Marijuana use may also precipitate the development of myocardial infarction in patients with coronary artery disease. After myocardial infarction, mortality is signiifcantly higher in marijuana users than in the general population. In a study of 1,913 adults after hospitalization for myocardial infarction, Mukamal et al found a 4.2-fold increased risk for mortality in marijuana users who reported consuming the drug more than once per week before the onset of the infarction compared with nonusers.

Reports of marijuana use and sudden death are rarer than those of myocardial infarction, but nevertheless still evident. Most patients were abusing other drugs along with marijuana, precluding an accurate conclusion about the role played by marijuana in the cause of death. Yet there was a case report in the December 2001 issues of Forensic Science International by Bachs and Morland, “Acute cardiovascular fatalities following cannabis use,” of six possible cases of acute cardiovascular death in young adults, who had very recent cannabis use. This was confirmed by the presence of THC in post mortem blood samples; no other drugs were present. The article abstract noted where similar cases have been reported, but the toxicology reports were absent or limited to just urine samples.

The authors also speculated on the underlying mechanisms to these adverse effects. They acknowledged that currently relatively little is known about the underlying mechanisms at this point in time. Yet they noted several features of marijuana use that may explain the potential for an adverse effect on patients with known coronary artery disease. For example, marijuana is known to increase heart rate.

Supporting these findings, the American College of Cardiology described the following effects of marijuana on the cardiovascular system. In “Marijuana and Coronary Heart Disease,” the cardiovascular effects of marijuana included: elevated systolic and diastolic blood pressure, tachycardia,elevated sympathetic stimulation, decreased time to angina, increased risk of myocardial infarction for one hour after marijuana use.

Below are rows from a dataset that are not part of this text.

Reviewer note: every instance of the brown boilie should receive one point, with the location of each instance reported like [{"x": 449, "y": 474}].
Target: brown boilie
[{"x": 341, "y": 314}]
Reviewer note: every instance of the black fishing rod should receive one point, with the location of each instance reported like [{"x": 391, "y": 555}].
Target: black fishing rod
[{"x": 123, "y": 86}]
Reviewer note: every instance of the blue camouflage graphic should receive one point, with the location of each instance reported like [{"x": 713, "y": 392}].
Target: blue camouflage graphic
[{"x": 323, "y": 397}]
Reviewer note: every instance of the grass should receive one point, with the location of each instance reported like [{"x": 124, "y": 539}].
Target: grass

A 2006 study based on data from The Coronary Artery Risk Development in Young Adults (CARDIA) study showed that marijuana use was associated with increased appetite, high caloric diet, and acute increase in blood pressure. “Although marijuana was not independently associated with cardiovascular risk factors, it was associated with other unhealthy behaviors … which all have long-term detrimental effects on health.”

There seems to be a consensus with the following remarks by Thomas, Kloner and Rezkalla to cardiologists and their patients alike:

In conclusion, the potential for increased use of marijuana in the changing legal landscape suggests the need for the community to intensify research regarding the safety of marijuana use and for cardiologists to maintain an awareness of the potential for adverse effects.